I shove open the bathroom door and squint into the early sunlight as I get back into my car.

At the turnoff I pass a deer carcass buzzing with flies, its head still improbably intact and almost pretty-looking, mouth open in a final sigh. Impossible to say whether it was hit by a car or struck by a passing bullet. Typically fresh roadkill gets scooped up by a good ol’ boy, loaded into a smoker, and made into venison jerky. I hit a deer in my old Ford Echo when I was seventeen; it was picked up even before I was. But this deer is, for some reason, undisturbed.

Hunting game is a main activity in Barrens—the main activity, actually. It’s built into the culture. If you can call it that. Hunting season isn’t officially until winter but every year kids sneak out with a six-pack, a spotlight, and their fathers’ guns to scout for a big buck or watch a few fawns and a doe grazing. And after a few beers, they take shots at whatever they can aim for.

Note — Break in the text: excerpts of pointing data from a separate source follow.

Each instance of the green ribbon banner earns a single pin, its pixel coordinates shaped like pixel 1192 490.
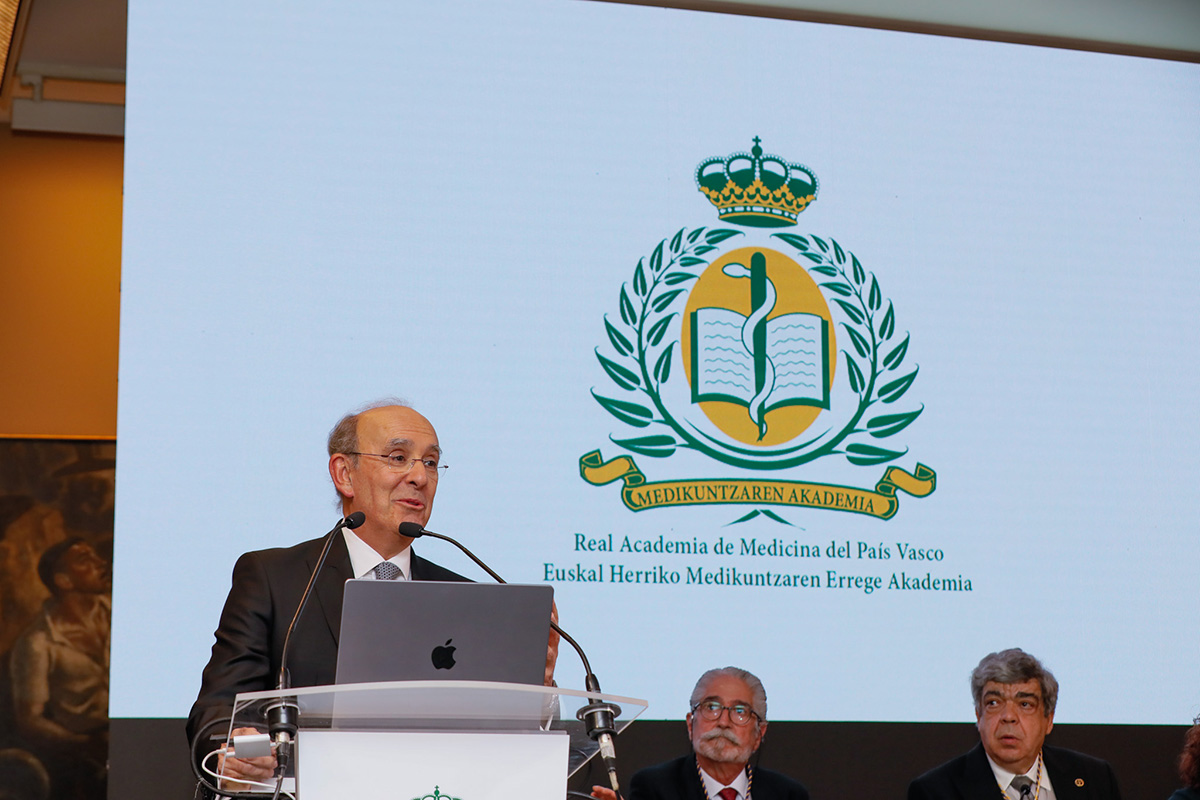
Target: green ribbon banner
pixel 640 494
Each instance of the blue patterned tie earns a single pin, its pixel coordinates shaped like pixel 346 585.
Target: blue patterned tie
pixel 387 571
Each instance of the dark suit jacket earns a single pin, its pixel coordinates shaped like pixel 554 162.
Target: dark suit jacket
pixel 267 589
pixel 678 780
pixel 1073 775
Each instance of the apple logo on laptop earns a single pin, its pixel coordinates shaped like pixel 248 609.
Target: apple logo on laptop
pixel 443 656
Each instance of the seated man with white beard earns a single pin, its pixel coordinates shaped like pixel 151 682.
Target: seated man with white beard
pixel 726 725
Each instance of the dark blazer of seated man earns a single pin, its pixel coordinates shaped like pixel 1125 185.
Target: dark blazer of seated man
pixel 726 725
pixel 1014 699
pixel 385 462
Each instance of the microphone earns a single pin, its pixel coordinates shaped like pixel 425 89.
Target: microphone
pixel 598 717
pixel 282 713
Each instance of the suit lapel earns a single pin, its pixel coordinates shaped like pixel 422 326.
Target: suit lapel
pixel 691 779
pixel 977 780
pixel 1062 776
pixel 331 583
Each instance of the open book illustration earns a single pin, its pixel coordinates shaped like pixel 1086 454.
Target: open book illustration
pixel 759 362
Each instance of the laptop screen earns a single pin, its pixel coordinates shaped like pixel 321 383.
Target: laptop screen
pixel 429 630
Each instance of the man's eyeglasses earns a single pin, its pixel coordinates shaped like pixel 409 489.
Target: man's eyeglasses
pixel 403 463
pixel 711 710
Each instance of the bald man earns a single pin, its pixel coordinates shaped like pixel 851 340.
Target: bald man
pixel 384 461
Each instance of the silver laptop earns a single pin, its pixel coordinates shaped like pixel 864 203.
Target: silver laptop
pixel 430 630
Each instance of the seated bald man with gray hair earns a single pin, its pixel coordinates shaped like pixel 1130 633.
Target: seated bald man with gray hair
pixel 726 723
pixel 1014 699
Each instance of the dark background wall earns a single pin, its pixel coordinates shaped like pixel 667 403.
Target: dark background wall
pixel 833 759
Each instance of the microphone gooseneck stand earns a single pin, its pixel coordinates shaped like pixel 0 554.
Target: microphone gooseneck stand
pixel 599 717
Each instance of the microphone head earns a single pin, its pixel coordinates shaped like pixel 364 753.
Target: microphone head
pixel 412 529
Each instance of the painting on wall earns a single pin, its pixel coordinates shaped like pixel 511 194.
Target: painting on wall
pixel 55 611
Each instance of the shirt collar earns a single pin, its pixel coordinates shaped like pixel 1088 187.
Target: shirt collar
pixel 713 786
pixel 364 558
pixel 1003 777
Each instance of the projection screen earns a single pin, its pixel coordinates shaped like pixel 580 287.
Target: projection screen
pixel 856 353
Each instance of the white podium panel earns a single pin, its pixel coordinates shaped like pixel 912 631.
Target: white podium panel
pixel 411 765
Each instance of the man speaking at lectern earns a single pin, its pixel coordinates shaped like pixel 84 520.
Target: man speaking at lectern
pixel 385 462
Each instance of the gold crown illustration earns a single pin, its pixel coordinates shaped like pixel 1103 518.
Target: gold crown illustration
pixel 750 188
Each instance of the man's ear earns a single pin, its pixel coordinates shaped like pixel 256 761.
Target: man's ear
pixel 340 470
pixel 762 734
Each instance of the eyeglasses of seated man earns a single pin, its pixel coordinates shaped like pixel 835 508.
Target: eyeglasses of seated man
pixel 402 463
pixel 711 710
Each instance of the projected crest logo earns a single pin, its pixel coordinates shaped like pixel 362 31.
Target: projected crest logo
pixel 751 318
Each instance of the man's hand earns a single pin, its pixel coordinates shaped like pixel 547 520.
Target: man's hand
pixel 552 647
pixel 244 769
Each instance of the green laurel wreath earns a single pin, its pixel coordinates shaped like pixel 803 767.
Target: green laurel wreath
pixel 639 343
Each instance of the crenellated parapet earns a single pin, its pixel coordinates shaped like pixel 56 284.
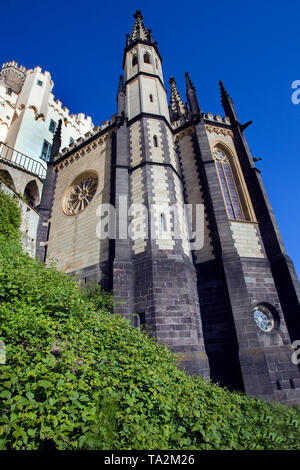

My dad used to take me with him to hunt; our father-daughter bonding activities usually involved an outing to the taxidermist. Deer, coyote, and bear heads adorn the walls of our house like trophies. He taught me to step on the bodies of the pheasants he took down while he snapped their necks in one hand. I remember how annoyed he was when I cried over the first deer I watched him kill, how he made me place my hands on its still-warm body and the blood pulsing out of the hole that had ripped its life away. “Death is beautiful,” he said.